論文参考訳（メタデータ） (2026-02-26T11:08:39Z)
Sharp Convergence Rates for Masked Diffusion Models [53.117058231393834]
制約を克服するオイラー法に対する全変分に基づく解析法を開発した。その結果、スコア推定の仮定を緩和し、パラメータ依存性を改善し、収束保証を確立する。全体としては,CTMC軌道に沿った直接テレビによる誤り分解と,FHSのためのデカップリングに基づく経路解析を導入している。
論文参考訳（メタデータ） (2026-02-26T00:47:51Z)
ACAR: Adaptive Complexity Routing for Multi-Model Ensembles with Auditable Decision Traces [3.151184728006369]
本稿では,聴覚条件下でのマルチモデルオーケストレーションのための測定フレームワークACARを提案する。 ACARは、N=3プローブサンプルから計算した自己整合分散(sigma)を使用して、単一モデル、2モデル、3モデル実行モードでタスクをルーティングする。

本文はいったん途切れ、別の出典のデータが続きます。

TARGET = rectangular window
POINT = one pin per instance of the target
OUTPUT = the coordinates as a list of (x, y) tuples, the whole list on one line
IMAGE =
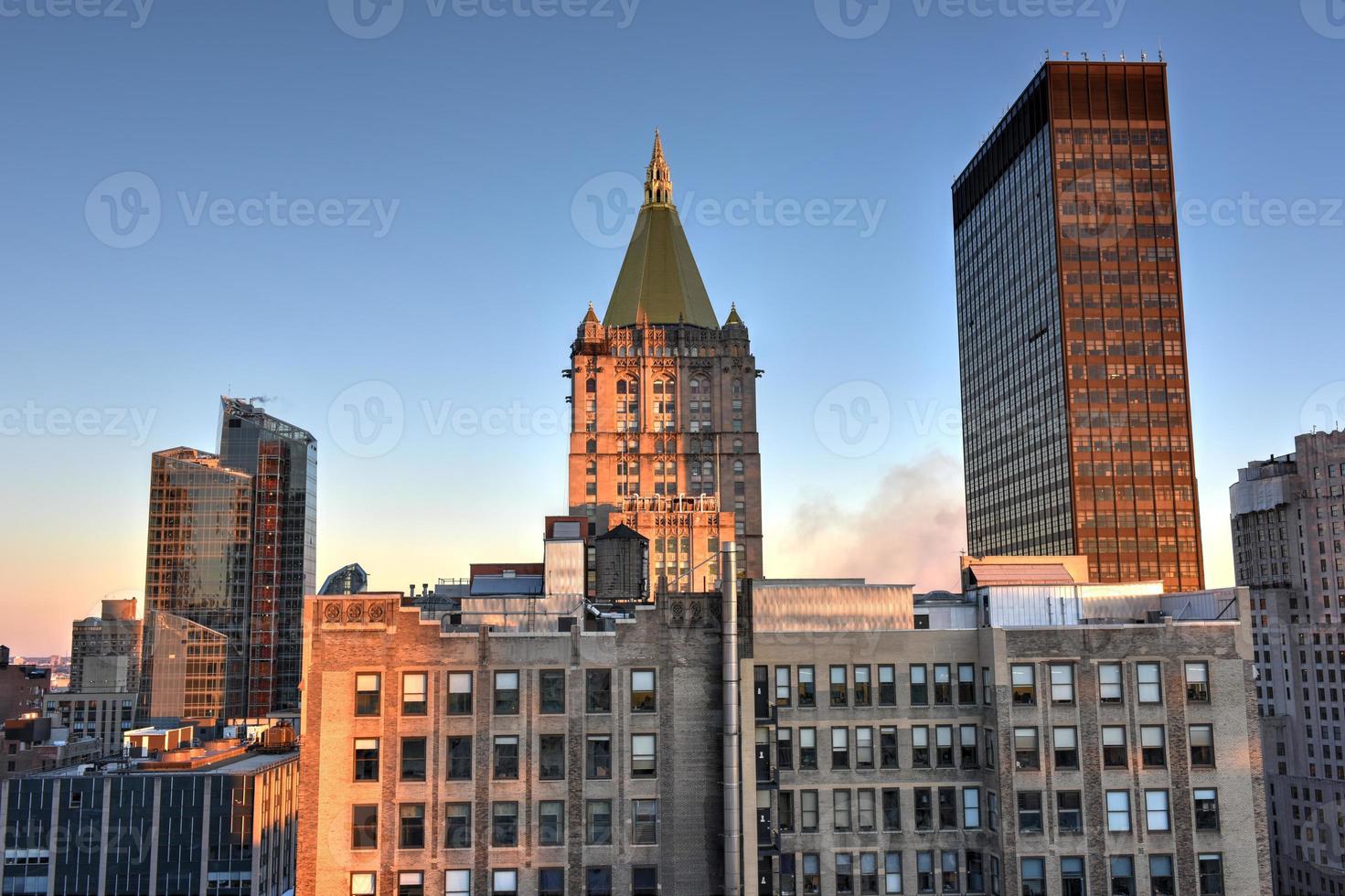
[(1033, 878), (597, 690), (1070, 812), (891, 809), (551, 687), (1201, 745), (366, 759), (1062, 684), (1118, 810), (1114, 747), (413, 759), (864, 748), (550, 881), (1161, 879), (1156, 810), (457, 883), (971, 807), (808, 812), (505, 756), (807, 688), (1025, 748), (892, 872), (967, 747), (1030, 812), (368, 693), (363, 827), (1108, 682), (1148, 679), (550, 756), (887, 685), (807, 748), (645, 756), (642, 692), (943, 745), (888, 747), (460, 758), (1153, 750), (597, 822), (942, 685), (645, 822), (1210, 869), (920, 747), (411, 832), (1207, 809), (413, 693), (550, 822), (505, 824), (966, 684), (867, 810), (862, 687), (1122, 876), (1197, 682), (597, 762), (839, 688), (1073, 876), (839, 748), (947, 807), (459, 693), (783, 693), (457, 825), (506, 693), (841, 809), (1024, 685), (919, 687)]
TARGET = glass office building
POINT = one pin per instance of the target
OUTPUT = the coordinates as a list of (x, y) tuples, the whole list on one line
[(1076, 419)]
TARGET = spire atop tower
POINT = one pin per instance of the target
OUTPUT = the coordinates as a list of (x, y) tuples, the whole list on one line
[(658, 180)]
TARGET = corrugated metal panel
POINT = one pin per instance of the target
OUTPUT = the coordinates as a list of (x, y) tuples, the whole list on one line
[(830, 607)]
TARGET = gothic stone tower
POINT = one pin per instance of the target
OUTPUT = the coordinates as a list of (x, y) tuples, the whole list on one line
[(663, 421)]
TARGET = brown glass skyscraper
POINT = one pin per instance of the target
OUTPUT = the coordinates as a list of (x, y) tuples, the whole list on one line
[(1076, 419)]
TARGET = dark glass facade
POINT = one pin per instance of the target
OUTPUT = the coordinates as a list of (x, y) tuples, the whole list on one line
[(197, 559), (1071, 334), (283, 463)]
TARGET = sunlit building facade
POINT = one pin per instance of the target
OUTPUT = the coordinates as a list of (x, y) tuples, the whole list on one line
[(1076, 420)]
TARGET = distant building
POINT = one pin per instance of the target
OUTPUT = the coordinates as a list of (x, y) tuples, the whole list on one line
[(663, 400), (105, 650), (217, 819), (1075, 401), (347, 580), (1287, 527)]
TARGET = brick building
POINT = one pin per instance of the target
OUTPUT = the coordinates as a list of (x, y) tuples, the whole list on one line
[(1287, 527)]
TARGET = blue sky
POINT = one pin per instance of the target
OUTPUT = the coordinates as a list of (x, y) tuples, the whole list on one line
[(408, 219)]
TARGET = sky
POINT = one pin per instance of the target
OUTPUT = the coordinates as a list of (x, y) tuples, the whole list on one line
[(386, 217)]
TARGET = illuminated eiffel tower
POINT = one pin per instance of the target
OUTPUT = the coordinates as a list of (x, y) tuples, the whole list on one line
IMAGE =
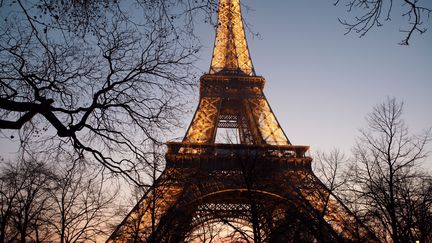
[(251, 183)]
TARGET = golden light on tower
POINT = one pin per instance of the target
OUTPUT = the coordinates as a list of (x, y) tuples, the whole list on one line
[(205, 180)]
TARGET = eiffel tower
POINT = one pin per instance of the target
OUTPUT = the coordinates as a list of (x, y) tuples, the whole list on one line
[(252, 183)]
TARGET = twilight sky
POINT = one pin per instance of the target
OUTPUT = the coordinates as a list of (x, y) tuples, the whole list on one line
[(322, 83)]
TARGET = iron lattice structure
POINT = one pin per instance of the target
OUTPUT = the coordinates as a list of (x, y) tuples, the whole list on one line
[(261, 181)]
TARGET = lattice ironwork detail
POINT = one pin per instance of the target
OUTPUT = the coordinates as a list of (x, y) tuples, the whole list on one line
[(266, 121), (231, 53), (203, 125), (206, 181)]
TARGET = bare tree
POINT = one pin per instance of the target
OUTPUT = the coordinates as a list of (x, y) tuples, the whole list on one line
[(25, 201), (386, 179), (371, 14), (99, 76), (82, 201)]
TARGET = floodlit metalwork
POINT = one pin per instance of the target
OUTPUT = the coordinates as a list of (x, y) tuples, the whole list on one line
[(231, 53), (260, 181)]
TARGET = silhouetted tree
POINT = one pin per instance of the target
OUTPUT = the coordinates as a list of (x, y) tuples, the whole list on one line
[(59, 201), (371, 14), (24, 201), (389, 187), (82, 201), (101, 76)]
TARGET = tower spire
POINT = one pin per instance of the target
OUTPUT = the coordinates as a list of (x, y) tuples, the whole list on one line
[(231, 53)]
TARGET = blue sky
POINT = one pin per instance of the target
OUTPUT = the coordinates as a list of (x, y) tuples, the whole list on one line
[(322, 83)]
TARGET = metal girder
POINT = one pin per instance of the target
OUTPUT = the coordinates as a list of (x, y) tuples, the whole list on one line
[(231, 53), (266, 122), (202, 128)]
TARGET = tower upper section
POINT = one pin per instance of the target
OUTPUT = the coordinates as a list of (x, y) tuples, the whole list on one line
[(231, 53)]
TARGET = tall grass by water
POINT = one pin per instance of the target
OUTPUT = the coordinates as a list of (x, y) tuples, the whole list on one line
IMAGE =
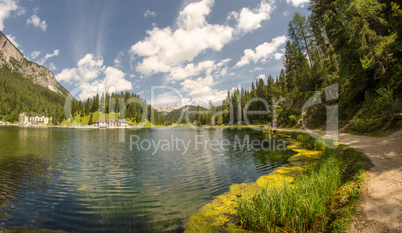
[(311, 203)]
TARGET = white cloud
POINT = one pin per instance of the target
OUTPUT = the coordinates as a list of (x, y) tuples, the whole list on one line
[(262, 52), (165, 48), (52, 66), (13, 40), (249, 20), (36, 21), (6, 7), (149, 13), (47, 56), (297, 3), (93, 77), (35, 54), (118, 60), (200, 90), (278, 56)]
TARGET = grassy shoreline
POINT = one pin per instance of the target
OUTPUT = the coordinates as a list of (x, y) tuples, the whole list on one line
[(302, 196)]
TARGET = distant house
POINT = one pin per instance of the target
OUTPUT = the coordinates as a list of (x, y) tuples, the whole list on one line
[(111, 123), (27, 118)]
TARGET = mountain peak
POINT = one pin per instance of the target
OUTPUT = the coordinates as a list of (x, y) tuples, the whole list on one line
[(11, 57)]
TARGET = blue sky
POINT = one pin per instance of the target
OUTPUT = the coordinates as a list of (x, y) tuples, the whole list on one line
[(168, 52)]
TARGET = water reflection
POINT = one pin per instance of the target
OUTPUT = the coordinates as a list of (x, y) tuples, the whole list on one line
[(86, 181)]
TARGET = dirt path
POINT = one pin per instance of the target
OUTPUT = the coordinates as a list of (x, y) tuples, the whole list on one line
[(380, 208)]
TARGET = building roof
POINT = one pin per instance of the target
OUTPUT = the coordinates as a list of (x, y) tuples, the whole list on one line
[(111, 121), (33, 114)]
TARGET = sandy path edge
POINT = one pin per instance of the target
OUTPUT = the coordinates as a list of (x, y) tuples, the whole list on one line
[(380, 207)]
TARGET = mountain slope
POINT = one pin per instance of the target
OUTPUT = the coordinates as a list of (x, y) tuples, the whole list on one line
[(11, 57), (27, 87)]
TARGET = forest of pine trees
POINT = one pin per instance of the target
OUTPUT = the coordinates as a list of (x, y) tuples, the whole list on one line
[(356, 44)]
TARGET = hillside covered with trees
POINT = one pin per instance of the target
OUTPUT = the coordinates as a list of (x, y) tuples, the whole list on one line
[(356, 44), (19, 94)]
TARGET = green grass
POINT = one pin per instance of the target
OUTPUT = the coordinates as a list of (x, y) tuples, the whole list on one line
[(320, 200), (28, 229), (84, 120)]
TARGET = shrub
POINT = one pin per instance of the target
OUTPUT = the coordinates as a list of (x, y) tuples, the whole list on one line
[(363, 125), (385, 101), (293, 119)]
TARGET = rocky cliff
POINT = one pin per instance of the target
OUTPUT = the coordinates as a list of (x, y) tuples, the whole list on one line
[(10, 56)]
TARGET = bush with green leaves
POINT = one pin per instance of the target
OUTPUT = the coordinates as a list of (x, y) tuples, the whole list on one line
[(363, 125), (293, 119)]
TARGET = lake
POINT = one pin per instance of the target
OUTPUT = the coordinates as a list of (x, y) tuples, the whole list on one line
[(145, 180)]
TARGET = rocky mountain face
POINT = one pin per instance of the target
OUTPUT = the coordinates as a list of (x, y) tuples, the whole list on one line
[(11, 57)]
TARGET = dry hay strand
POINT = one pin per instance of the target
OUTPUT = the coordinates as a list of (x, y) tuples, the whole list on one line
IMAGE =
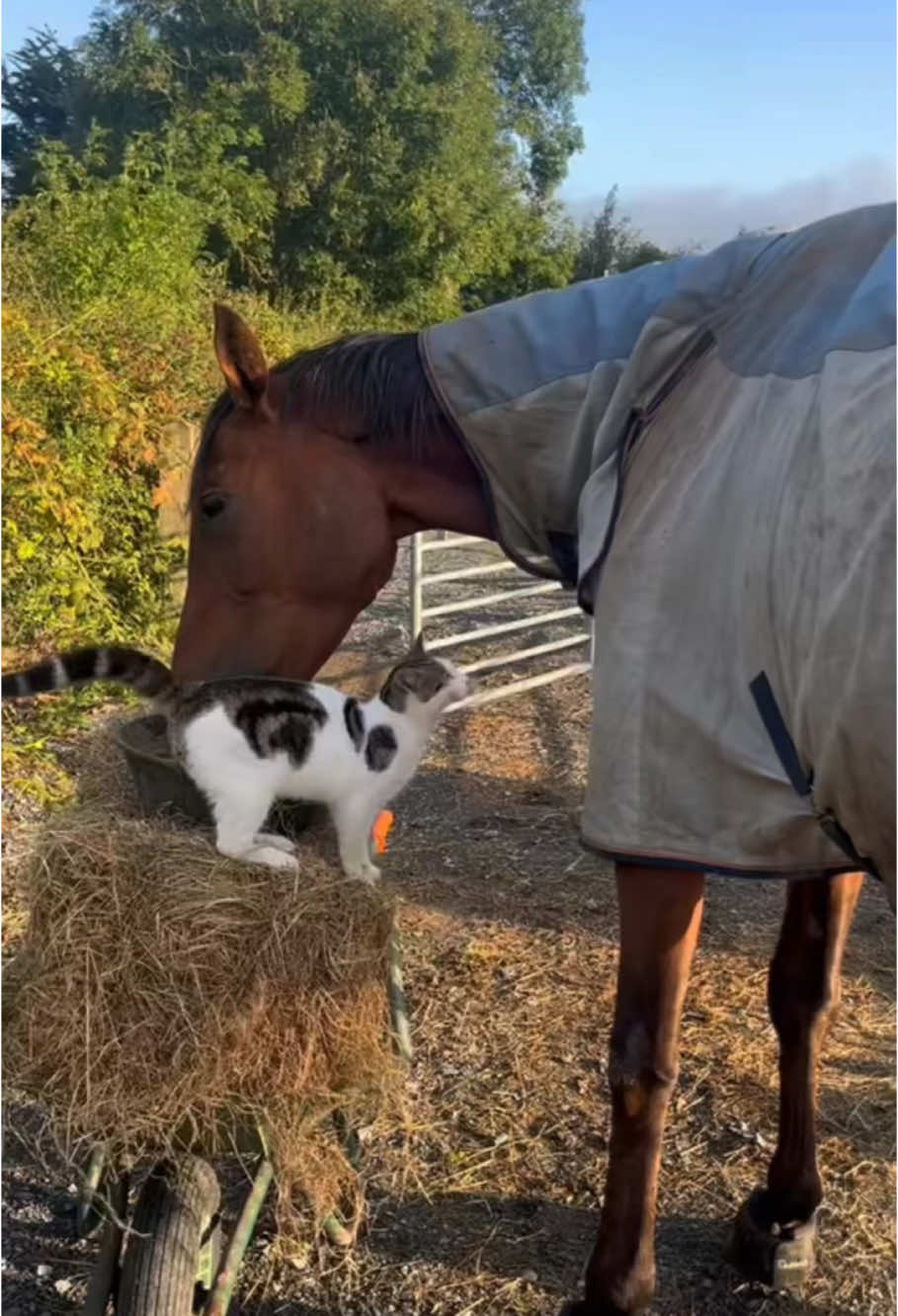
[(165, 996)]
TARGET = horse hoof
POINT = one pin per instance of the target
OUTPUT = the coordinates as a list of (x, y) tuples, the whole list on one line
[(601, 1308), (770, 1253)]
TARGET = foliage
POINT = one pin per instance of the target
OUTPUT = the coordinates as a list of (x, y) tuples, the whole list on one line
[(387, 154), (537, 58), (610, 244)]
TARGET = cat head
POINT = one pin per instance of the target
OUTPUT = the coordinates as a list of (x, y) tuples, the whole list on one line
[(422, 678)]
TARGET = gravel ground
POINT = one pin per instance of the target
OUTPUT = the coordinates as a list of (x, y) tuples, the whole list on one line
[(485, 1200)]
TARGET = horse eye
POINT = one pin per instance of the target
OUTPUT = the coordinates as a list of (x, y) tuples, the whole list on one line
[(212, 506)]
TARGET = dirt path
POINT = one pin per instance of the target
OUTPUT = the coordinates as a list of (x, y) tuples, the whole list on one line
[(487, 1199)]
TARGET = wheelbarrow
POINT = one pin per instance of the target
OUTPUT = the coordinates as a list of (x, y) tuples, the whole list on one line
[(173, 1259)]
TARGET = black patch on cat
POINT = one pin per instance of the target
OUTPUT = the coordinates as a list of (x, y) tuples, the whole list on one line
[(281, 722), (380, 748), (355, 720), (293, 736)]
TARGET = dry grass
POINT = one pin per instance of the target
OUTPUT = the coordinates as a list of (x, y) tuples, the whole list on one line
[(485, 1201), (163, 995)]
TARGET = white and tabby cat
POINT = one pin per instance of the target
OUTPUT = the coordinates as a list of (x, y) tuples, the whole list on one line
[(253, 740)]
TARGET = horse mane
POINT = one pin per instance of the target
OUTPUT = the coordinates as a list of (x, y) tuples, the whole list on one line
[(365, 387)]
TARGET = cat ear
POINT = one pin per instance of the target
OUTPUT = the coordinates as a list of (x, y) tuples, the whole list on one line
[(240, 358)]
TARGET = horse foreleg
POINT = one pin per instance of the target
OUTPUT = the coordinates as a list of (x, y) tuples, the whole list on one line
[(775, 1228), (660, 919)]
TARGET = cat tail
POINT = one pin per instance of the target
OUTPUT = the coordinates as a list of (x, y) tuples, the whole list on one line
[(80, 666)]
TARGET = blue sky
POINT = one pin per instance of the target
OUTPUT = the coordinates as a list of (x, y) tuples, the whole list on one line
[(706, 112)]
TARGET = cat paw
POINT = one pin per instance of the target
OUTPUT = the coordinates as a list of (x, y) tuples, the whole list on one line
[(274, 841), (273, 859)]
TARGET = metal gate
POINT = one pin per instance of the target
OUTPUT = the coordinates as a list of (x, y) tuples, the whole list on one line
[(566, 632)]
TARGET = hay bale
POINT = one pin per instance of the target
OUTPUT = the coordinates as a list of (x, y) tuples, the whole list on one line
[(162, 988)]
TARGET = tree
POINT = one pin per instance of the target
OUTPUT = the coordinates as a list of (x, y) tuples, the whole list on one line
[(610, 244), (538, 66), (386, 154)]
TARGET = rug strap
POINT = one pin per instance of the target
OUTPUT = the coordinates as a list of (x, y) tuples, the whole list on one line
[(802, 781)]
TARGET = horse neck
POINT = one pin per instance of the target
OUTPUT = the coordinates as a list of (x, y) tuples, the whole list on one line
[(434, 486)]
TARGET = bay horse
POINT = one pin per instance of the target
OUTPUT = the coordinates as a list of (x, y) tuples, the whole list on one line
[(704, 451)]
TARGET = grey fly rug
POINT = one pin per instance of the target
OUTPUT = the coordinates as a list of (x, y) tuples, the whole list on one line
[(706, 449)]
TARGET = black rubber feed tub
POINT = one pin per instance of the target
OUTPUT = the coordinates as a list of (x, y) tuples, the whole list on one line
[(163, 787)]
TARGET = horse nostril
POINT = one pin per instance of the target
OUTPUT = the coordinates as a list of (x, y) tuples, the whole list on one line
[(212, 506)]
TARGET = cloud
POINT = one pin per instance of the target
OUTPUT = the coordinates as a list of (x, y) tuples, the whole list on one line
[(706, 216)]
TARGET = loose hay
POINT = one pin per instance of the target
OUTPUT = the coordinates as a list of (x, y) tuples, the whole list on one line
[(162, 990)]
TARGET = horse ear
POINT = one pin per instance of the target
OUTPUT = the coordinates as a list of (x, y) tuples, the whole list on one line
[(240, 357)]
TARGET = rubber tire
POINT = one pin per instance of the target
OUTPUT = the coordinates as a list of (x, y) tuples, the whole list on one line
[(173, 1213)]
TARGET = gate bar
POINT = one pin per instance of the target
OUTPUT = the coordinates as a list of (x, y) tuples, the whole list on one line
[(521, 654), (475, 602), (503, 628), (486, 697)]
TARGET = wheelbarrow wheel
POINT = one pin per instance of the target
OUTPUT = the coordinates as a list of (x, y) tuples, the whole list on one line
[(173, 1223)]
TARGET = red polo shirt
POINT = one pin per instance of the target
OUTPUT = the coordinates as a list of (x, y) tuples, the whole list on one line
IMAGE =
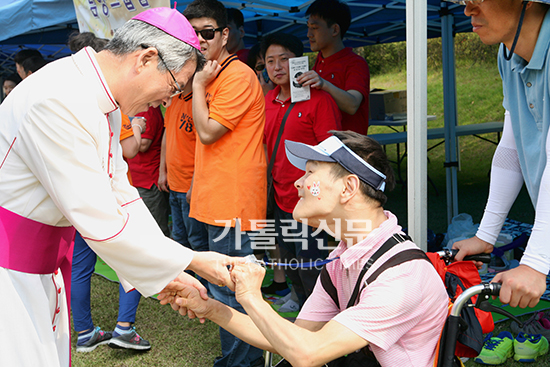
[(309, 122), (348, 71)]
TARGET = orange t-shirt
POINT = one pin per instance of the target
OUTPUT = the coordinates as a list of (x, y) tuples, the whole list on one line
[(180, 143), (230, 174), (125, 132)]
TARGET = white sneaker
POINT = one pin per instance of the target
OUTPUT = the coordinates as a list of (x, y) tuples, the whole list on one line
[(289, 306), (282, 301)]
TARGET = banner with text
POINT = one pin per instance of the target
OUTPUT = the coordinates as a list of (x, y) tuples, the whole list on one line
[(103, 17)]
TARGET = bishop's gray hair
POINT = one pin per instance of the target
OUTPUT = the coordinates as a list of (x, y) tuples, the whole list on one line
[(135, 33)]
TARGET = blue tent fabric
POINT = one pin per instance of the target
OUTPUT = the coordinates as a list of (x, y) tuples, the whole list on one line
[(25, 16), (49, 23)]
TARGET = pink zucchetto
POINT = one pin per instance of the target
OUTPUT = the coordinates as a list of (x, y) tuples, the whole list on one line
[(172, 22)]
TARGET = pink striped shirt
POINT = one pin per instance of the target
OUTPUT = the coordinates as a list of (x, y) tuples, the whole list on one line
[(401, 314)]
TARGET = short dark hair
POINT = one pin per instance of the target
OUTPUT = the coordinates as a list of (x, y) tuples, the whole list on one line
[(288, 41), (235, 16), (77, 41), (25, 54), (33, 63), (332, 12), (207, 9), (373, 153)]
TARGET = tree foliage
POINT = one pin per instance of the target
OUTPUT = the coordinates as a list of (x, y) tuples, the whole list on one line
[(390, 57)]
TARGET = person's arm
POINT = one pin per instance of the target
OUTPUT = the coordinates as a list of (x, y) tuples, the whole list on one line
[(208, 129), (506, 182), (145, 145), (300, 346), (348, 101), (525, 284), (163, 174), (305, 343)]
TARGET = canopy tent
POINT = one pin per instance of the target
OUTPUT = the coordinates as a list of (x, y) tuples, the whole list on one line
[(46, 25)]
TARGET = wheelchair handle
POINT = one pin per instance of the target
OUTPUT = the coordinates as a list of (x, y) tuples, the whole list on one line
[(485, 290)]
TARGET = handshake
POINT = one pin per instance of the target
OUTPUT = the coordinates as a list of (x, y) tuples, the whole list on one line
[(188, 296)]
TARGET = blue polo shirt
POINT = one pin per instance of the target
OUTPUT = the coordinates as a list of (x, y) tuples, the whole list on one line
[(526, 89)]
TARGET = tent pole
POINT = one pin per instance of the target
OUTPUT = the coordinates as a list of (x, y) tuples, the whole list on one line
[(450, 113), (417, 106)]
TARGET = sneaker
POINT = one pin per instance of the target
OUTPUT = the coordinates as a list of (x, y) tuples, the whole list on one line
[(98, 337), (528, 347), (539, 323), (282, 301), (496, 349), (130, 340), (289, 306)]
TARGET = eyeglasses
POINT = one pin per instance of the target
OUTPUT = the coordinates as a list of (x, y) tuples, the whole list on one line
[(178, 89), (465, 2), (209, 33)]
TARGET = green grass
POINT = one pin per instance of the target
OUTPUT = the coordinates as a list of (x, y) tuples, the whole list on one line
[(479, 99), (177, 341)]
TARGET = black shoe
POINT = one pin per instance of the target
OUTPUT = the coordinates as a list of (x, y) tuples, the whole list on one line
[(280, 289), (99, 337)]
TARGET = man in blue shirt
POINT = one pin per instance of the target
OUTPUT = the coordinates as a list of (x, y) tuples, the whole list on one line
[(523, 29)]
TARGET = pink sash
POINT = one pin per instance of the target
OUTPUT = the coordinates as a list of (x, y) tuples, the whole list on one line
[(33, 247)]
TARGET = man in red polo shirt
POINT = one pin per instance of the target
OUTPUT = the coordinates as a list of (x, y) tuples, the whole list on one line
[(144, 168), (308, 122), (338, 70)]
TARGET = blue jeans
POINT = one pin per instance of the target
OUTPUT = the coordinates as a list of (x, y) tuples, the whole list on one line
[(303, 279), (84, 260), (235, 352), (185, 230)]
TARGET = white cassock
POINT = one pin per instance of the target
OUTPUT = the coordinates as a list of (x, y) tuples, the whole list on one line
[(60, 166)]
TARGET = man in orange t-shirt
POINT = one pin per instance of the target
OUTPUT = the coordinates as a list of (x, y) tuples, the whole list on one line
[(229, 184), (176, 170)]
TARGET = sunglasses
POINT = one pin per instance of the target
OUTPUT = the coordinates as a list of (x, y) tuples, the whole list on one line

我々は4つのベンチマークにまたがる1,510のタスクに対してACARを評価し、7,550以上の監査可能な実行を生成した。
論文参考訳（メタデータ） (2026-02-06T23:27:17Z)
LOVE-R1: Advancing Long Video Understanding with an Adaptive Zoom-in Mechanism via Multi-Step Reasoning [73.90466023069125]
ビデオクリップに適応的にズームイン可能なモデルであるLOVE-R1を提案する。モデルはまず、密度の高いサンプルフレームが提供されるが、小さな解像度で提供される。空間的詳細が必要な場合、大きなフレーム解像度で興味のあるクリップを拡大することができる。
論文参考訳（メタデータ） (2025-09-29T13:43:55Z)
Large Language Monkeys: Scaling Inference Compute with Repeated Sampling [81.34900892130929]
モデルから候補解を繰り返しサンプリングする簡単な手法を用いて、推論計算をスケーリングのための別の軸として検討する。複数のタスクやモデルにまたがって、カバレッジは4桁以上のサンプル数でスケールする。コードや形式的証明のようなドメインでは、回答が自動的に検証されるので、カバレッジの増加は直接的にパフォーマンスの向上につながります。
論文参考訳（メタデータ） (2024-07-31T17:57:25Z)

関連論文リストは本サイト内にある論文のタイトル・アブストラクトから自動的に作成しています。

指定された論文の情報です。
本サイトの運営者は本サイト（すべての情報・翻訳含む）の品質を保証せず、本サイト（すべての情報・翻訳含む）を使用して発生したあらゆる結果について一切の責任を負いません。